Chapter for Hire


The author must have hired somebody to write this chapter. Have you ever felt like that? You read along, and slowly get into the groove of various characters in the book, joined at the hip by some evil to flood the internet with a virus, then bham! There is this chapter that floats, like a beach ball in high seas.

The author introduces a new character in Chapter 5. He’s different. He is not of the same social class as everyone else in the book. He talks differently because he is the product of hidden America. He’s compulsorily cautious, because history made him so.

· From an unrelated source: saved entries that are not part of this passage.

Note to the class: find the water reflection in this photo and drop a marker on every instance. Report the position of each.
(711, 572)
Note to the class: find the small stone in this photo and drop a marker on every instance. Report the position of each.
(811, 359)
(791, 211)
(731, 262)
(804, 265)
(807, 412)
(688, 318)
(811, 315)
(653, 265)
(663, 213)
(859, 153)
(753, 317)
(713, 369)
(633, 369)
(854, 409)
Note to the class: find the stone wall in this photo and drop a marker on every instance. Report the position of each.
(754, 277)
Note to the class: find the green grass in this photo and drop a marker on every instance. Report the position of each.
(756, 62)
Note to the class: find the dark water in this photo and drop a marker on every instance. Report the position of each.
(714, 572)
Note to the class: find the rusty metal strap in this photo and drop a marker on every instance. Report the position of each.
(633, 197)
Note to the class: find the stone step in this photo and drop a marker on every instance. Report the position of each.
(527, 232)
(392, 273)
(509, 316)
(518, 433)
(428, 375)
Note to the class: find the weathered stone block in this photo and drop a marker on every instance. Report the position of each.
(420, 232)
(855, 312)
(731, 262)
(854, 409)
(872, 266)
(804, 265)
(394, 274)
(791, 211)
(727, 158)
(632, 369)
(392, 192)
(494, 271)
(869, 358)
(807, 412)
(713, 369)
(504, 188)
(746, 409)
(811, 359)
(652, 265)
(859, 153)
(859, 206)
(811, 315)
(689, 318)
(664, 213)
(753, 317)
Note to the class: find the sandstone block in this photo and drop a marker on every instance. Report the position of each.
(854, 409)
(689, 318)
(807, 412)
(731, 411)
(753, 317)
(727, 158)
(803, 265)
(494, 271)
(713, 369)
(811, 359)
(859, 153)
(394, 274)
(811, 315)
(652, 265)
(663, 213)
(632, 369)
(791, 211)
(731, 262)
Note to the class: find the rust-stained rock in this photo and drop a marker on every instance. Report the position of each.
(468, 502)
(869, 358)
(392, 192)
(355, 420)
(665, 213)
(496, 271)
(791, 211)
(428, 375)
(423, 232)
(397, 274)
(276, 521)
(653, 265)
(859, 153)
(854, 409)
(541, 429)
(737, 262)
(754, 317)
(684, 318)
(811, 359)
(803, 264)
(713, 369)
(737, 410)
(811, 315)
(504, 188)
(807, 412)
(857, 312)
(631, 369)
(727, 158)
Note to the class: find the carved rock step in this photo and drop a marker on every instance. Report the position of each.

The problem is, this chapter is a true reflection of the character’s origin, not withstanding that all economic communities have sub-divisions of inequality intrinsic in them. They could be in the class related to the Queen of England, or working class neighborhoods in the east end of London and Liverpool.

Who wrote this chapter? Somebody must have and I’m sticking to that hunch, because publishers pay French, Canadian or American writers to travel to sunny countries to ‘research’ material for forthcoming books.

Does the advance accommodate a budget for hiring foreign writers for country specific chapters? Foreign includes African American writers because they are outcasts in the land of their forced birth. The police treats them so.

The more I read Chapter 5 is the more I think it was commissioned. How can it be so authentic? If it is, then it means it is well written. Then what is my problem? This uncanny feeling that the author paid someone to deliver that chapter.

By: Nonqaba waka Msimang.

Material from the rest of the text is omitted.